Currently 57.5% of Juno's customers have no other form of Internet access, according to the online service's registration polls. And it's this body of Internet newbies that Juno President Charles Ardai hopes to turn into paying customers. "What we found is that many of them after several months are ready to graduate," Mr. Ardai said, of consumers who've started with Juno's free e-mail then feel ready for an Internet access account.

THREE LEVELS OF SERVICE

And until now, America Online has been the main choice for Internet newcomers, but "With AOL, you get all or nothing," he said of AOL's chat, content and e-mail features.

Juno is offering three levels of service and pricing plans: Juno's basic free e-mail will remain intact; the new Juno Gold package, which allows users to attach files to their e-mail, will cost about $3 a month; and Juno Web, which will offer full e-mail capabilities and Internet access, will be priced competitively with other Internet service provider plans, probably about $20 a month, Mr. Ardai said.

To accompany the online service, Juno is launching a portal site, which will be co-branded with search engine Lycos. Mr. Ardai described it as a site simplified for new users. While the exact terms weren't disclosed, the agreement involves a share of ad sales and e-commerce revenue generated from the site.

NO JUNO ADS LINED UP YET

While Juno doesn't have any launch advertisers lined up for the portal, its marketing partners, such as Bank of America and LCI International long-distance service, will get first options on advertising and selling their services on the site over Lycos' marketing partners, Mr. Ardai said.

For Internet access, Juno is relying on ISPs, including Concentric, CompuServe and Sprint. Juno had 500 access numbers and will have 1,000 when Juno Web goes live.

So what's taken Juno so long to develop an Internet platform?

"We had to build a version of the Internet that was easy to use," said Mr. Ardai, noting it's been working on Web access since 1996. "We knew to get the mainstream user base on the Internet, you couldn't confuse them; it had to work smoothly."

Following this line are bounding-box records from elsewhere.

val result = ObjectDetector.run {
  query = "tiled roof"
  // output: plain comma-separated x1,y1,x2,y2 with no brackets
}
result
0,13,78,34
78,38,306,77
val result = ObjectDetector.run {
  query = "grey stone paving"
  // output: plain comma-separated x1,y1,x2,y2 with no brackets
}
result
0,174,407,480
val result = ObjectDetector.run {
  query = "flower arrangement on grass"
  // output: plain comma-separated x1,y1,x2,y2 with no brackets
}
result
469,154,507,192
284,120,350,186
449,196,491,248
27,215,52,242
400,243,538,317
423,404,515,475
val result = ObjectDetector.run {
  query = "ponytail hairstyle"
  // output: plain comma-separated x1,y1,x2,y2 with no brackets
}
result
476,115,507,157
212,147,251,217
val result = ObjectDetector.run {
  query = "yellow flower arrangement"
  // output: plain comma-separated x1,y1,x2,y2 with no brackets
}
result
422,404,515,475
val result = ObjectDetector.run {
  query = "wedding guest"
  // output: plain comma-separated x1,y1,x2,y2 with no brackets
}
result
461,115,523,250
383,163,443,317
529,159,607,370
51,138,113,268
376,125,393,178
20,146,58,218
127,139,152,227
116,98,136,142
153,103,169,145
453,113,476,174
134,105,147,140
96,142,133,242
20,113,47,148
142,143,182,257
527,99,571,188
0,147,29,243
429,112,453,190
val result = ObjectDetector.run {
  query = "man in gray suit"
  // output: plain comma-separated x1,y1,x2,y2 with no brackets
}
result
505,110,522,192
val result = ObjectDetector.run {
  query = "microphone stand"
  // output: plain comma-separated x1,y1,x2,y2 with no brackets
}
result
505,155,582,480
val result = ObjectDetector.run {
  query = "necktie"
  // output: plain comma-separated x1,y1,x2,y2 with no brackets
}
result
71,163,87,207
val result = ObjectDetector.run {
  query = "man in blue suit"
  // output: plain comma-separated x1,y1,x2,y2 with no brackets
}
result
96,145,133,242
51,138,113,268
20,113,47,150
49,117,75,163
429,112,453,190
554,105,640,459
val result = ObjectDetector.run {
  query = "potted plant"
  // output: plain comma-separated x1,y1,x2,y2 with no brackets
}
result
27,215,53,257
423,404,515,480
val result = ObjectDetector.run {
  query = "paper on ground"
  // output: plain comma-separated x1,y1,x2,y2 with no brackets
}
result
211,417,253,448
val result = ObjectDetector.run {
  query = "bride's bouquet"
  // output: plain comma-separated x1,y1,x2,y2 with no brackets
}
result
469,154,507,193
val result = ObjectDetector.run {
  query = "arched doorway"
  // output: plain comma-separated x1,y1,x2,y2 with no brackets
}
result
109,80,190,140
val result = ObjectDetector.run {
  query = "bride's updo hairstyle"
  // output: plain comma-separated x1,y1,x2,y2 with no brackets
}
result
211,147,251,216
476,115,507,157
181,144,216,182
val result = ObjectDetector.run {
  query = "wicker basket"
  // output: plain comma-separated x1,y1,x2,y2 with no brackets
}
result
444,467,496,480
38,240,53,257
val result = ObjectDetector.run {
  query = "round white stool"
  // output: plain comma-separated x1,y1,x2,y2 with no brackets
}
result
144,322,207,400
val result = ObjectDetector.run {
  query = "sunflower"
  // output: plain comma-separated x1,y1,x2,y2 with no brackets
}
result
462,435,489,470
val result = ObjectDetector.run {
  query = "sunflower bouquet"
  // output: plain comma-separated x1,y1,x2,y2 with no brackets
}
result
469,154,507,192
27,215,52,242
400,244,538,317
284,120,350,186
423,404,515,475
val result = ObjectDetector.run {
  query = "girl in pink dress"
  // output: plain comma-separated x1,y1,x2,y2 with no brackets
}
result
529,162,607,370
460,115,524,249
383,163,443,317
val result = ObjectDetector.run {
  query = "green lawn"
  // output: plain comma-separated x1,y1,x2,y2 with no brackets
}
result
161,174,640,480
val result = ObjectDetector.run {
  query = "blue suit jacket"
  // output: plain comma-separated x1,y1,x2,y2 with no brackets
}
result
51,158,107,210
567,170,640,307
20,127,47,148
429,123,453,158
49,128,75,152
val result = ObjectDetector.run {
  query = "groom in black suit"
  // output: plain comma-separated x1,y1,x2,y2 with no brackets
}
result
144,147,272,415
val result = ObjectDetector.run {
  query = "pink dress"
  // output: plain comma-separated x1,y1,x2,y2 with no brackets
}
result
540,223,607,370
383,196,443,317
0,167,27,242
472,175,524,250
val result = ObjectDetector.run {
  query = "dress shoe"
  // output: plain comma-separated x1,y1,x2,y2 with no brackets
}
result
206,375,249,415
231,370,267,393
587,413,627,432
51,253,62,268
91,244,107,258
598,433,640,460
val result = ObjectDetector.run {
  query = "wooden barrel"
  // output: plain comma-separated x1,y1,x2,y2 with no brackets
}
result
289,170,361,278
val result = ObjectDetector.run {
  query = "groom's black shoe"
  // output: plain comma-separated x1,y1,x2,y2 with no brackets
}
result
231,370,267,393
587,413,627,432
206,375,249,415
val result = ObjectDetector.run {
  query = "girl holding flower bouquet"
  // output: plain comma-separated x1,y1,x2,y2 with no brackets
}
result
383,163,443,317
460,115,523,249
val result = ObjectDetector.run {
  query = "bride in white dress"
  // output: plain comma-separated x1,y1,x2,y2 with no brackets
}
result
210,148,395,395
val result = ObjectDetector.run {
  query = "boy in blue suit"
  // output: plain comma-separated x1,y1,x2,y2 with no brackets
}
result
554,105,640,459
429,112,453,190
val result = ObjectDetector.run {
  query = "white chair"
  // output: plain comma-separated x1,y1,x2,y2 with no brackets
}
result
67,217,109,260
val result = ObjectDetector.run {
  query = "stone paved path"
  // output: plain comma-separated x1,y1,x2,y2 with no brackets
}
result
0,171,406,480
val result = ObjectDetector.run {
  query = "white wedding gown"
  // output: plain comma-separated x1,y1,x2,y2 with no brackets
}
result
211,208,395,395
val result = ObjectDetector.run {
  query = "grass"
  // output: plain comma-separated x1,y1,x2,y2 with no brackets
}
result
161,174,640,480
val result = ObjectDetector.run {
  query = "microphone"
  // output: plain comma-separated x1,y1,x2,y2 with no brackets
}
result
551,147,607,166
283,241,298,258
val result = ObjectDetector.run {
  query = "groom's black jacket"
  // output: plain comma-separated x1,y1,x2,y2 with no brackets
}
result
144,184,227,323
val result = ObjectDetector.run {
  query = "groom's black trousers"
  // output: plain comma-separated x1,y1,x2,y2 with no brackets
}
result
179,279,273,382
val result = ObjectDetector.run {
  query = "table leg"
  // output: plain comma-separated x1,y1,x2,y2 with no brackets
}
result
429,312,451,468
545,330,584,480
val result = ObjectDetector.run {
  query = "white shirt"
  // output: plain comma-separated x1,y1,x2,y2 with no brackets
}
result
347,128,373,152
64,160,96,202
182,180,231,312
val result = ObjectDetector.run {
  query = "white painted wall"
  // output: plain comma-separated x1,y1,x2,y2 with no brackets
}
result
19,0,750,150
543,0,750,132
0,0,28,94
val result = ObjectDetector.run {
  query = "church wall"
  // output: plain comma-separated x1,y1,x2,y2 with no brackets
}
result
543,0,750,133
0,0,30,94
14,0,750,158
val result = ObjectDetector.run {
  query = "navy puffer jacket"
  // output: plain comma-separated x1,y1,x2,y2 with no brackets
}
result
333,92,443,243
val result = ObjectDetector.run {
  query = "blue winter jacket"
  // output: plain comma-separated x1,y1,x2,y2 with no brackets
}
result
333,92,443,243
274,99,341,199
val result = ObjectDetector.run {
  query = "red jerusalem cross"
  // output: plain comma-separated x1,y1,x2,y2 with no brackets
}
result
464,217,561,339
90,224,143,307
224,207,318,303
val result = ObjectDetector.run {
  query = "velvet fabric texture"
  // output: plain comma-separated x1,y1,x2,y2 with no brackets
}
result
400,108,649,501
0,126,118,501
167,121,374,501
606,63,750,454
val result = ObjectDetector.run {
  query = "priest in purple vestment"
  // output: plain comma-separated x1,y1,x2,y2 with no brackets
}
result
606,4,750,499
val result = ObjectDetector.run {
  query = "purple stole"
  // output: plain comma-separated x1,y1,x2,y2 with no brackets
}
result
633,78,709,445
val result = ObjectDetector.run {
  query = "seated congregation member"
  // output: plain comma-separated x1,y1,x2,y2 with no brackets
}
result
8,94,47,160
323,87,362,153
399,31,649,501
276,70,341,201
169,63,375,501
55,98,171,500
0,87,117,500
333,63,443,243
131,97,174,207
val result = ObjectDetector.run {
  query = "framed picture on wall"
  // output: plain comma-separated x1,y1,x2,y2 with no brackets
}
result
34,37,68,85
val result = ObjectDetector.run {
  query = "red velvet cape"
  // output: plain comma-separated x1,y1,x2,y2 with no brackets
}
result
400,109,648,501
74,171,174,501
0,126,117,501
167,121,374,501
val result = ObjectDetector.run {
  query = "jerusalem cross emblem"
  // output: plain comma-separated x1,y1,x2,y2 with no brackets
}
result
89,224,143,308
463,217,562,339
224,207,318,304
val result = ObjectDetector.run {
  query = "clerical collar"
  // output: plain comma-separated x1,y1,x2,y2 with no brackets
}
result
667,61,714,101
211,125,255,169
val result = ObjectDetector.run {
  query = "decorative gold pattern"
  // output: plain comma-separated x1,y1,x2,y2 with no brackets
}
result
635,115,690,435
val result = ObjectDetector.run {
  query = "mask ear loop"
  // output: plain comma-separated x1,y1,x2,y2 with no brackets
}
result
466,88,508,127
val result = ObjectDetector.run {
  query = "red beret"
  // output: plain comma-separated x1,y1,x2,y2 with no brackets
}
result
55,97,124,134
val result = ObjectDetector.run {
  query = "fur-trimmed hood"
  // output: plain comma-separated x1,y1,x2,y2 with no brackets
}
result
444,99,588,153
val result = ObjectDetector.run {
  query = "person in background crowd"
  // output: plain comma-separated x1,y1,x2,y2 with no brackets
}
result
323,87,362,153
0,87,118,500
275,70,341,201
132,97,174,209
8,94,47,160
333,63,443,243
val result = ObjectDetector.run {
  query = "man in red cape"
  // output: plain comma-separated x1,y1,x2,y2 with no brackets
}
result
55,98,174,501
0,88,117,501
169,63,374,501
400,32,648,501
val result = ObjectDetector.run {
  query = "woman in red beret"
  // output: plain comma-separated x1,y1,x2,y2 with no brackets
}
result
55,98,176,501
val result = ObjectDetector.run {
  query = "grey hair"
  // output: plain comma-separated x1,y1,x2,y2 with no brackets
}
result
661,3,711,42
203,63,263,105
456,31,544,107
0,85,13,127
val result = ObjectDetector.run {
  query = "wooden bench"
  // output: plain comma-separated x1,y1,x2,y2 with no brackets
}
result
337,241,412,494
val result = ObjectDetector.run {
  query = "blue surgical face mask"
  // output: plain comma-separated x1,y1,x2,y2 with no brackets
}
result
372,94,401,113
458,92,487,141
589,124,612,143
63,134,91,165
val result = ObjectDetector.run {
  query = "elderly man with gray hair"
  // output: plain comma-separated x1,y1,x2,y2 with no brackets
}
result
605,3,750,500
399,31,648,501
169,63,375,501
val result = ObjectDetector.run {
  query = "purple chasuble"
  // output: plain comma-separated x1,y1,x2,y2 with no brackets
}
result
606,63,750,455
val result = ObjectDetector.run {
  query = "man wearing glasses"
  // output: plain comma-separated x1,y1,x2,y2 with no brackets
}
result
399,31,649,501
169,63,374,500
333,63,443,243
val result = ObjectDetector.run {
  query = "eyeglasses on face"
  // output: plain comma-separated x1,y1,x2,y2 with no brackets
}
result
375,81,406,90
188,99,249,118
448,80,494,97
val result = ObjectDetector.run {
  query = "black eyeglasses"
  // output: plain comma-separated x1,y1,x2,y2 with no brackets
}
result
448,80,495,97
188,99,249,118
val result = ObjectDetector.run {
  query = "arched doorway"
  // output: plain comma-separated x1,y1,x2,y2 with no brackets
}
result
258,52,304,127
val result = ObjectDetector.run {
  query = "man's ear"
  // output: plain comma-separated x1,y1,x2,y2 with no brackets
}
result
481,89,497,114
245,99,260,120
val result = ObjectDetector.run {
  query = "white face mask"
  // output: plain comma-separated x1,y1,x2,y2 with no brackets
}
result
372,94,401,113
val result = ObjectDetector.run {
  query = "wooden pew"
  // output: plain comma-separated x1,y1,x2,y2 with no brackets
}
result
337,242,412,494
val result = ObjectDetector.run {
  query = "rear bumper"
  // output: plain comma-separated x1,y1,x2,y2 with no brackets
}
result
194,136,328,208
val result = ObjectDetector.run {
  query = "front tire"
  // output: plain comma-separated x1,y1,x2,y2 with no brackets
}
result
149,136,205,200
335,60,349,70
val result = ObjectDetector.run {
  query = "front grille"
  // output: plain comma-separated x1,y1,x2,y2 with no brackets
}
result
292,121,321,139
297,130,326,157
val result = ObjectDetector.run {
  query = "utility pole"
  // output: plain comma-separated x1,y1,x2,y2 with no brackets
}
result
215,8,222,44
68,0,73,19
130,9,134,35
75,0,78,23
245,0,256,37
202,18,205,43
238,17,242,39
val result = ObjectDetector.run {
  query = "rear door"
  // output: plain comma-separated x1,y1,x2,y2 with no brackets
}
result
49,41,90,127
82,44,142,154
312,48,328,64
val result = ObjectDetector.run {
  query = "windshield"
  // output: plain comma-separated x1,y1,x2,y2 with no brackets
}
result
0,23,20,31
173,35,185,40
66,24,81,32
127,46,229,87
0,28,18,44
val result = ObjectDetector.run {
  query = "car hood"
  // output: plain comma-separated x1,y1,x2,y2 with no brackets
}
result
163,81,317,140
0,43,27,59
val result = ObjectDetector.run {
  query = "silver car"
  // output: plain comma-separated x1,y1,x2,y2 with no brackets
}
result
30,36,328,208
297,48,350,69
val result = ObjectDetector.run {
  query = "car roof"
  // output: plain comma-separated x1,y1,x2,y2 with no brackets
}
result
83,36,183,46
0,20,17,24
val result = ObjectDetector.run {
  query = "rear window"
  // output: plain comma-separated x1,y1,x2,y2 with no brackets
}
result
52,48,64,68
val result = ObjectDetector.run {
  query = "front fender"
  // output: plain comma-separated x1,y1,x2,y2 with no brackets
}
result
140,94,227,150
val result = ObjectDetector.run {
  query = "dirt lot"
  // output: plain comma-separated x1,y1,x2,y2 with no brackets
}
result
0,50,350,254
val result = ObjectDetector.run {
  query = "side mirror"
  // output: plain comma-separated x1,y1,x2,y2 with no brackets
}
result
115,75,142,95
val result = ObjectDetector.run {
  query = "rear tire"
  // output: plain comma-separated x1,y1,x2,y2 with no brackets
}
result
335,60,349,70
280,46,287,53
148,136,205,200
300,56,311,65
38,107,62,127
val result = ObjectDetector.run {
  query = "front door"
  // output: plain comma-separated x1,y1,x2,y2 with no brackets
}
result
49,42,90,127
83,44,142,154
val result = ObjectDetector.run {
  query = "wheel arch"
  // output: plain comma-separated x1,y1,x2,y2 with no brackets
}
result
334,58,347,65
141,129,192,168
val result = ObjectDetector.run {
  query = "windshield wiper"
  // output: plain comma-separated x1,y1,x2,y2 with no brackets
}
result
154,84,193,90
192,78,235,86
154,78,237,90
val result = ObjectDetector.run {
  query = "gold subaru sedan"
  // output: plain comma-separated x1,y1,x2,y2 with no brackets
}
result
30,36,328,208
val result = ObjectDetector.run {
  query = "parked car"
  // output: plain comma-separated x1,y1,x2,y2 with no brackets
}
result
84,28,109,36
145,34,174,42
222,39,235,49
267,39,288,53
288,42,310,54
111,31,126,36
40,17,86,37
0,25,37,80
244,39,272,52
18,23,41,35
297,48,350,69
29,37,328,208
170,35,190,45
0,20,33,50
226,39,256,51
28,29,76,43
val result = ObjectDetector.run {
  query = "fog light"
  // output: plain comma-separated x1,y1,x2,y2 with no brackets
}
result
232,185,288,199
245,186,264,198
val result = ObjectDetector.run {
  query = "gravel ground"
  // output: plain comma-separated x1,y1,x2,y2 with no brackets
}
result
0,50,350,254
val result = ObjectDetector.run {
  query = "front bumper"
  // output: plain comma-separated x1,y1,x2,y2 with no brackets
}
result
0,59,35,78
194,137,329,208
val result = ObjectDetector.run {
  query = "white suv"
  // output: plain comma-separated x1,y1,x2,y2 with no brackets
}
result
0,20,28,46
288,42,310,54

Juno is planning to promote its new services internally to its current members and then by yearend, launch its first major ad campaign, which will be created by its agency Jordan McGrath Case & Partners, New York. Details weren't available, but a Juno spokesperson said it will probably include radio ads.

Juno's move is an important step to stop users from leaving the service, according to Kate Delhagen, senior analyst at Forrester Research. Juno is "a good service, but it's absolutely training wheels for lots of users," she said. "I think Juno has grown a lot of e-mail newbies and lost them to Web access."

Juno Web is "a good opportunity for them to gain customers," Ms. Delhagen added. "If they do well, they potentially would reach a large population that puts them on the map for a lot of other interesting things."